Первую свою повесть из цикла «Повести Белкина» — «Выстрел» — А. С. Пушкин написал знаменитой болдинской осенью 1830 года, отмеченной большим подъемом творческих сил, вдохновения. В «Выстреле» проявились свойственные Пушкину отточенность стиля, сжатость, лаконизм, прозрачная ясность и в изложении сюжета, и во всем строе произведения. Не случайно великий критик В.Г. Белинский высоко оценил эту повесть, считал ее «достойной имени Пушкина».
Все это обязывало авторов экранизации (сценарий Н. Поварского, режиссер-постановщик Н. Трахтенберг) к такой же точности, ясности повествования, глубине обрисовки образов героев, раскрытию внутренних пружин их поведения.
Обращаясь из-за вынужденной краткости отзыва сразу к результатам их работы, следует сказать, что в основном они со своей задачей справились успешно. Сильвио, в исполнении артиста М. Козакова, предстает перед нами не только человеком, окруженным сенью таинственности. Он выглядит особенно драматичным, потому что мы ощущаем все несоответствие богатой, незаурядной натуры обстоятельствам жизни.

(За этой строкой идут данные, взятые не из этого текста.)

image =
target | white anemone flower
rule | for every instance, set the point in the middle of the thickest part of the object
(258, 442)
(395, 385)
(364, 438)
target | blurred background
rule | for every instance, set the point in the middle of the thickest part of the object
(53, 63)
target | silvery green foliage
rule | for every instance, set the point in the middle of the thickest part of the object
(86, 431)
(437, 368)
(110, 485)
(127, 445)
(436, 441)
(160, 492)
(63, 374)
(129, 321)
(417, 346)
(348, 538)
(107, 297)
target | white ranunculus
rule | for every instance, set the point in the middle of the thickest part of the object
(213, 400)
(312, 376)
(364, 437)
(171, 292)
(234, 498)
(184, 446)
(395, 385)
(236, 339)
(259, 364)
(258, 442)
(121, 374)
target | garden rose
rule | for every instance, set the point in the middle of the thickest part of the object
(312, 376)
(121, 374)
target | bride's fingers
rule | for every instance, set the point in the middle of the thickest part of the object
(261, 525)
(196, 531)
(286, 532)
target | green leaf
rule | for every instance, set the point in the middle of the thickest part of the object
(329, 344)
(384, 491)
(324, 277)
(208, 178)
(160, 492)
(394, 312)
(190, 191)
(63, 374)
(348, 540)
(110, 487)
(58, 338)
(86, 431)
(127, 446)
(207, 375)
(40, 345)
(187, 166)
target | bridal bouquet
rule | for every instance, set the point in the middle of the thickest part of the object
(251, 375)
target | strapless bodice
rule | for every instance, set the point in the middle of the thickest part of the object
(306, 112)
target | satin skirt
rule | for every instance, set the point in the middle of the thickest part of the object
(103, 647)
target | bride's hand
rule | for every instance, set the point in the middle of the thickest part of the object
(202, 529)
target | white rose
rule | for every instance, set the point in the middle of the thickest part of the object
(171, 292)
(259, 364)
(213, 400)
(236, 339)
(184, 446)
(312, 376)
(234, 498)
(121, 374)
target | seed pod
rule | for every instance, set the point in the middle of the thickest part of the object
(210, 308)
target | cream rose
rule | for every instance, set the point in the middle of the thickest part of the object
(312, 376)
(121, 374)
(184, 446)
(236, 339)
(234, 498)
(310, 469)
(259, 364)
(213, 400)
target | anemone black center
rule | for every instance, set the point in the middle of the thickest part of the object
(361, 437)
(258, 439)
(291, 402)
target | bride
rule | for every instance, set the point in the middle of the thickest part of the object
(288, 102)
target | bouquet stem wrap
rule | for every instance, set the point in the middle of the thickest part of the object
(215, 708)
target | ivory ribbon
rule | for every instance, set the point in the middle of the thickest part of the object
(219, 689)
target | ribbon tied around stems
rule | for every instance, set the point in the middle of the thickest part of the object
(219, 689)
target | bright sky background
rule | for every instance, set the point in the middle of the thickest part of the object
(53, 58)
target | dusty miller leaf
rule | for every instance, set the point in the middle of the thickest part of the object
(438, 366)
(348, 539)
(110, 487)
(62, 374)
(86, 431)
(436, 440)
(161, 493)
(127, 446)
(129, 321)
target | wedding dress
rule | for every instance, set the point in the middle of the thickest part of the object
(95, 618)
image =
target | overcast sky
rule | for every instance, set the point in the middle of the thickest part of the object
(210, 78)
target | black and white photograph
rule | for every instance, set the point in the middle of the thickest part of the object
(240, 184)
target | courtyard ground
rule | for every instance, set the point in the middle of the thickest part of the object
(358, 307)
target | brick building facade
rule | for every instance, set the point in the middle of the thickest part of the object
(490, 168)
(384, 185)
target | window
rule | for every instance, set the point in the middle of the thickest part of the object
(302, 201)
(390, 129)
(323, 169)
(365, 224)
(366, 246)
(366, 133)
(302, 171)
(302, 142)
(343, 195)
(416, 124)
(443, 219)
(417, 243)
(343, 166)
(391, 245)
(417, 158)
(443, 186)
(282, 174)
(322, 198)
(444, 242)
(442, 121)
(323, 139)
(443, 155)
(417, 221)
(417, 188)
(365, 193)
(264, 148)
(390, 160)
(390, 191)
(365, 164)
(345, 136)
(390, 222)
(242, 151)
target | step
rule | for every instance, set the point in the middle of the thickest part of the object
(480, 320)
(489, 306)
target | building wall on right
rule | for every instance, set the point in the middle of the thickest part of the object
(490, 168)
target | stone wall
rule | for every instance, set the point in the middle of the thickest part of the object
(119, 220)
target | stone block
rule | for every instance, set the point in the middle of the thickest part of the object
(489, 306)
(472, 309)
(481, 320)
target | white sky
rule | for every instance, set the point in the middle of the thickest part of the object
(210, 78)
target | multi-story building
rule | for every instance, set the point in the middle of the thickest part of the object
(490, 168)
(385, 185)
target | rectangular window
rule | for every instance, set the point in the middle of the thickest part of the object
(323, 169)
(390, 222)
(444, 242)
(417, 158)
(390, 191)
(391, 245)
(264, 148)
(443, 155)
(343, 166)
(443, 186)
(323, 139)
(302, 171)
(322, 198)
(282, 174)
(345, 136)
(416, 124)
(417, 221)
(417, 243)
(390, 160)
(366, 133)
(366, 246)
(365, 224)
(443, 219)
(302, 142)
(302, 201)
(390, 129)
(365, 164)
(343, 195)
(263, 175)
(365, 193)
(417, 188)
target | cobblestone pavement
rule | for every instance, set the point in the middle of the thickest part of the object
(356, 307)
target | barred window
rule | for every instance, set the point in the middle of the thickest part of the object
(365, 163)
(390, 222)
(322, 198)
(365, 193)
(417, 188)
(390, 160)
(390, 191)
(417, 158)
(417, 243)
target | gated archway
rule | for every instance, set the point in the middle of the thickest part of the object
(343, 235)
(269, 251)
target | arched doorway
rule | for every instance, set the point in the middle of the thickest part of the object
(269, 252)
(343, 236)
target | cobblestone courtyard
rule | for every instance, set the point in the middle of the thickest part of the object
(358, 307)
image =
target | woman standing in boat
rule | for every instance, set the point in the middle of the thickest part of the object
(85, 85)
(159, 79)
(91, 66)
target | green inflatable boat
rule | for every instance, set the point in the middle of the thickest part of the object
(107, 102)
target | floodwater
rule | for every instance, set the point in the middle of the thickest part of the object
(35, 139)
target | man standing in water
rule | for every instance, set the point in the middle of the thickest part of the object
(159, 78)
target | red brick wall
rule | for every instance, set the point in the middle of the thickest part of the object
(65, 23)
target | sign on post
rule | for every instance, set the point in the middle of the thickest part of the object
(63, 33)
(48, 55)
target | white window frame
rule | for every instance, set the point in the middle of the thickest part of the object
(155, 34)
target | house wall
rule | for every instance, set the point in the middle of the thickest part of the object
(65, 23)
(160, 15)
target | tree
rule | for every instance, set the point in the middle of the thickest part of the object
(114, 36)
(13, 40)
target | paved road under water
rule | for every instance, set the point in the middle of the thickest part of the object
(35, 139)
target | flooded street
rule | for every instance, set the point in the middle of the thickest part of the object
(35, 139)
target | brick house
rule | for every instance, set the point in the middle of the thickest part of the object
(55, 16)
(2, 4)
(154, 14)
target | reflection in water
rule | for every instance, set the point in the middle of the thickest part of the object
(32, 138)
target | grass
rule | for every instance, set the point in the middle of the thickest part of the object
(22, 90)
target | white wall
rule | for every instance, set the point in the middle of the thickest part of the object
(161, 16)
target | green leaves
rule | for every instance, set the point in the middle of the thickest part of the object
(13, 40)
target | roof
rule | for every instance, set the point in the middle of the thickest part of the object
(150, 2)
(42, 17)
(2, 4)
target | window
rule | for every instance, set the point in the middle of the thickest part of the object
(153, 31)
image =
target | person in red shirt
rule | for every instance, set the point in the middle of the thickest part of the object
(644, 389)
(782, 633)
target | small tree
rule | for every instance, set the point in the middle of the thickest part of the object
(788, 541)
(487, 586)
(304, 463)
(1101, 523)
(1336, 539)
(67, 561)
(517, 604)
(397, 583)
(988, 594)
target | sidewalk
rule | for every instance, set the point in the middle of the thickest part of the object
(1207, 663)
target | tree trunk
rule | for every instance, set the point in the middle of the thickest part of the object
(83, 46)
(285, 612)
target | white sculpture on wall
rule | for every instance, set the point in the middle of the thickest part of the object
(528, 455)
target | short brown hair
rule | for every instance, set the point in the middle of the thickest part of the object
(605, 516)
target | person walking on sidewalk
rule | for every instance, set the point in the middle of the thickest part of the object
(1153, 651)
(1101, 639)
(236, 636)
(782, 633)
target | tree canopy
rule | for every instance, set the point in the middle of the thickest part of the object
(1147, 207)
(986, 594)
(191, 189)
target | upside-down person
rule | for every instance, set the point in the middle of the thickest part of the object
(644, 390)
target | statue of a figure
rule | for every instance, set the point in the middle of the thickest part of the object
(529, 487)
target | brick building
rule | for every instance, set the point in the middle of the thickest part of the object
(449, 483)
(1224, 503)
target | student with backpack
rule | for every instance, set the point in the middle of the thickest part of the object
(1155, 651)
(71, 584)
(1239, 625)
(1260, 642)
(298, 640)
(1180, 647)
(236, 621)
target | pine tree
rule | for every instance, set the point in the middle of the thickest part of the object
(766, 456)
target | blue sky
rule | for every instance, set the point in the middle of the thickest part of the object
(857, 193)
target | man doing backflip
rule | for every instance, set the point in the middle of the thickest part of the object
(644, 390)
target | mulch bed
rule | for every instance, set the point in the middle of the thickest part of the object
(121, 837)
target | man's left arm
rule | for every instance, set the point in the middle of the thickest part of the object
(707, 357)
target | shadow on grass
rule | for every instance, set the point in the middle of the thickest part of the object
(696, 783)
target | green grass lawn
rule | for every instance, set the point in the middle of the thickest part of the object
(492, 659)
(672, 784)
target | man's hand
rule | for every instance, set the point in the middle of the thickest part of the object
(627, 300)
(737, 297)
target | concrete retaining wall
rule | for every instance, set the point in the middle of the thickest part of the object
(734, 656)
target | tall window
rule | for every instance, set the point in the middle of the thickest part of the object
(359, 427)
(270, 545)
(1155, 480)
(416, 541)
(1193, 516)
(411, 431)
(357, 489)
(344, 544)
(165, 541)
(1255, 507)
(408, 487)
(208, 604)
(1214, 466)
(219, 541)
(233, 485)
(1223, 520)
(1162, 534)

Подлинная же устремленность и цельность натуры Сильвио проявляются в том, что он отдает свою жизнь, участвуя в борьбе за освобождение свободолюбивого греческого народа.
Об этом последнем обстоятельстве у Пушкина рассказано всего в нескольких строчках. Авторы умело, тактично развернули финальный эпизод фильма, проясняя истинную сущность героя, вырвавшегося из плена личных забот и отдавшего себя служению большому делу.
Кстати, во многих заметках Пушкина проскальзывает мысль, что Сильвио, если бы он не погиб, мог бы оказаться в рядах декабристов...
«Повести Белкина» экранизировались не раз, но образ самого Белкина мы видим на экране впервые (артист О. Табаков). Будни полкового быта в далеком южном городке отражены в фильме тщательно и достоверно, как и главное — образы гусарских офицеров, образ графа, которого играет знакомый зрителям артист Ю. Яковлев. В изобразительном решении, во всем строе повествования хорошо переданы черты и богатства, и бедности тогдашней русской жизни.
Фильм «Выстрел» будет с интересом воспринят зрителями.
«Одни неприятности».
Венгерские фильмы — частые гости на советском экране. Нас радует их тематическое и жанровое разнообразие, высокое профессиональное мастерство и творческие поиски режиссеров, операторов, актеров.
В апрельские дни вы сможете познакомиться с двумя новыми работами венгерских кинематографистов, а также с некоторыми лентами прошлых лет, которые будут демонстрироваться в ознаменование большого праздника Венгерской республики — Дня освобождения страны от фашистских поработителей.
«Одни неприятности» — так назвали свою работу создатели фильма режиссер Дьюла Месарош и автор сценария Андраш Шимонфи, рассказав нам о первом годе супружеской жизни одной молодой пары. Картина поставлена по всем канонам бытовой драмы.
Не отвлекаясь от сюжета, не прибегая ни к каким ретроспекциям, авторы излагают историю Эндре и Аги просто, лаконично, порой конспективно. Только те эпизоды, которые необходимы для ясного, последовательного повествования, только там происходит действие, где обычно проводят свои дни персонажи картины: в институте, где работает Эндре, на квартире, где живут они с Аги, в доме у ее родителей. Всего четыре основных персонажа, да еще два-три второстепенных.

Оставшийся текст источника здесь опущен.